Tra queste stanze della terapia intensiva, ci si capisce guardandosi anche solo per un attimo. «I pazienti si nutrivano dei nostri occhi» svela Pino Pasqua «noi eravamo e siamo il loro sostegno, il legamo con il mondo e con la vita. Tanti pazienti hanno mantenuto la voglia di vivere aggrappandosi alle nostre voci fino alla fine, rimanendo lucidi sino all'ultimo momento. Un paziente, un medico come me, mi ha reso una sorta di testamento spirituale che non dimenticherò mai». Ma come si sopporta la pressione di un lavoro così importante, il peso di una responsabilità così grande? «Ogni vita umana perduta» risponde Pasqua «è una sconfitta. Dobbiamo sempre sapere di aver fatto tutto il possibile per salvare i nostri pazienti, che non sono solo malati ma che diventano parte del nostro quotidiano, nostri amici». Ma qual è il rapporto con Dio di un medico che dirige un reparto del genere? «Credo in Dio, mi aiuta molto. Anzi, ci aiuta molto. La fede ci ha aiutato ad andare avanti in questi mesi terribili, quando la terza ondata ha mostrato il volto di una patologia diversa e più aggressiva».

La prima vaccinata

Tra i corridoi della Rianimazione, riconosciamo il volto di Barbara Modafferi, l'infermiera che è stata la prima vaccinata della provincia di Cosenza. È originaria della provincia di Reggio Calabria ed ha lavorato tantissimo in questo terribile anno e mezzo di pandemia. «Abbiamo vissuto con una paura costante... vedevamo i pazienti morire» rivela. «Ho pregato molto in questi mesi, è stato un percorso difficilissimo. Ogni giorno, però, ho pensato che avrei voluto fare di più di quanto stavo facendo. Ci siamo spesi tutti al massimo, fino allo spasimo». Non sono famosi questi “eroi” silenziosi: non partecipano ai programmi televisivi, non cercano notorietà. Perciò abbiamo deciso di raccontarveli. Rosa Gallo è un medico anestesista: ha gli occhi grandi, il viso luminoso. «Le relazioni umane vengono prima di tutto» ci spiega, «aiutano i pazienti a sopportare il peso di quanto sta accadendo ed i sanitari a non mollare». Come darle torto?
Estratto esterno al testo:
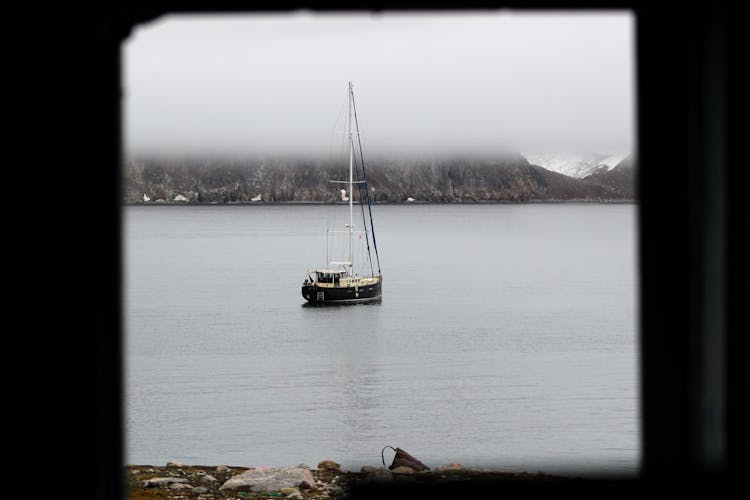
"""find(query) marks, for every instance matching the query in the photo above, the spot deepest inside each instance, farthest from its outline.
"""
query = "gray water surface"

Quanto contano una parola di conforto o d'incoraggiamento, un sorriso...

I medici

Cosimo Stefano, pure lui medico del reparto, è stato accanto a tantissimi pazienti, notte e giorno. «Ho visto tante persone andare via per sempre» ci confessa. «Il Covid è una patologia che ci ha messo in difficoltà sia fisiche che psicologiche. Per mesi siamo rimasti lontani dai nostri familiari per tenerli al riparo dal contagio e per restare vicini ai pazienti». Ma ci sono pazienti di cui serba un ricordo particolare? «Si, mi viene spontaneo pensare al cantautore di San Giovanni in Fiore, Danilo Monteleone. Mi è rimasto nel cuore. Sembrava che stesse migliorando poi non ce l'ha fatta. Lui sentiva..., si è accorto che stava finendo. Mi ha raccontato in quegli ultimi giorni tutta la sua vita. Avrebbe voluto continuare a vivere, comporre, cantare...». E poi, qualcun altro? «La signora che da contagiata aveva dato al mondo una bimba, con un parto cesareo. E' stata da noi, poi è morta a Catanzaro. Mi parlava della sua gioia per la maternità, dei progetti che avrebbe voluto realizzare...». Cosimo, ci lascia con gli occhi tristi: entra nella stanza-spogliatoio indossa la tuta e torna dentro, tra i pazienti. Bisogna continuare a lottare contro la morte.